The filing is the latest account of atrocities committed in the fighting that has plagued Libya since Moammar Gadhafi was ousted in 2011.
Toby Cadman of the Guernica 37 International Justice Chambers presented to the court a dossier, including witness statements, seeking an investigation into the role of Field Marshal Khalifa Hifter and his forces in the alleged abuses. Hifter leads forces in eastern Libya who are loyal to an eastern parliament but at odds with U.N.-backed authorities in Tripoli.
A spokesman for Hifter could not immediately be reached for comment.
Cadman’s organization said in a statement that there are “credible reports, underpinned by first-hand evidence that individuals within the chain of command have, and continue to commit war crimes and/or crimes against humanity in their pursuit of power.”
The ICC already has an investigation underway in Libya that has identified alleged crimes by one of Hifter’s subordinates. The court’s chief prosecutor, Fatou Bensouda, told the United Nations Security Council last week that investigations in the country will be a priority for her office in 2018.
“Reports indicate widespread violations of human rights and international humanitarian law being perpetrated by different parties to the conflict,” Bensouda said. “Often, the victims are civilians.”
The ICC issued an arrest warrant in August for Mahmoud al-Warfalli, who heads an anti-terrorism unit under Hifter. Al-Warfalli, who has not yet been sent to the ICC, allegedly was involved in the killing of 33 captives in “cold blood” earlier this year.
Libya collapsed into lawlessness after Gadhafi was overthrown and killed. Since then, real power has been in the hands of an array of unruly militias, many of which have been implicated in human rights violations.

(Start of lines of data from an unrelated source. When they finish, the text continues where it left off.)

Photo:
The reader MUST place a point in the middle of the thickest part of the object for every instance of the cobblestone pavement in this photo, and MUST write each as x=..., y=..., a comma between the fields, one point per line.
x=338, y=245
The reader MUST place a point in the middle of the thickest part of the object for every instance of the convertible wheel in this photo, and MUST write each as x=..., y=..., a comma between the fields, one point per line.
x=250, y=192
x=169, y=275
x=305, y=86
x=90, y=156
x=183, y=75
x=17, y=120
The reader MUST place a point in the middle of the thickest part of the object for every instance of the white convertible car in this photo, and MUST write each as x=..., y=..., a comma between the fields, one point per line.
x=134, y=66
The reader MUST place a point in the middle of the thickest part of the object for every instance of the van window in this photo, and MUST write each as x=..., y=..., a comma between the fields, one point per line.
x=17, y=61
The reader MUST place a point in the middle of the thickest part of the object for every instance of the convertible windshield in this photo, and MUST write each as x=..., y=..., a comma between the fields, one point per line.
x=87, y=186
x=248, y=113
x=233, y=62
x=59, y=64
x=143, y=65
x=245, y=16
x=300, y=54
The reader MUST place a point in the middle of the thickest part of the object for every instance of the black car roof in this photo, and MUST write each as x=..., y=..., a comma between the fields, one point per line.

Hifter, who commands a self-styled national army that is battling Islamic militants in the east, is allied with a government based in the east and supported by Egypt, the United Arab Emirates and Russia.
In July, Fayez Sarraj, the designated prime minister of Libya’s internationally recognized government in the west, met Hifter in Paris and both men committed to a cease-fire.
Cadman said that Hifter’s role in seeking peace should not be allowed to stand in the way of a possible prosecution.
“We would argue that he is one of the destabilizing forces in Libya,” Cadman said.